I have officially paid off my first major loan, the car loan for my wife’s Subaru Forester. What a fantastic feeling that is! Yet it opens up a new dilemma that I am still struggling to figure out.
The question is, what is next?
After some careful deliberation, I have narrowed it down to three possible options:
- Pay off one of my student loans (this one is a private loan with Sallie Mae). This loan has the smallest balance of either my wife or I”s loans and would probably take about a year to pay off if all goes right. It currently has the lowest interest rate (3.25%) of any of our loans, but it is also a variable interest rate that has gone as high as 8.5% in the past. Plus there is always the benefit of getting Sallie Mae out of my life.

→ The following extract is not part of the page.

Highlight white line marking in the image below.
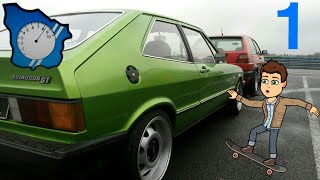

- Pay off the other car loan for the new car (2009 Hyundai Elantra SE). This would probably take near 1.5 or 2 years to do, but has a higher interest rate (5.5%) and the loan is only 7 months old. This means right now I am paying a lot of interest on the loan and paying now could save significant money down the line. Plus the huge benefit of not having any car payments and this would net a significant boost to the next debt snowball.
- Take the money we would put towards payments and have it go to a savings account. Given the economy, it never hurts to have some money stashed away. If the account balance gets larger then one of the loan’s balances, I can always due one big payment and close out the loan. If an emergency comes up, then we have money readily available.
Tough choice. Still thinking it through.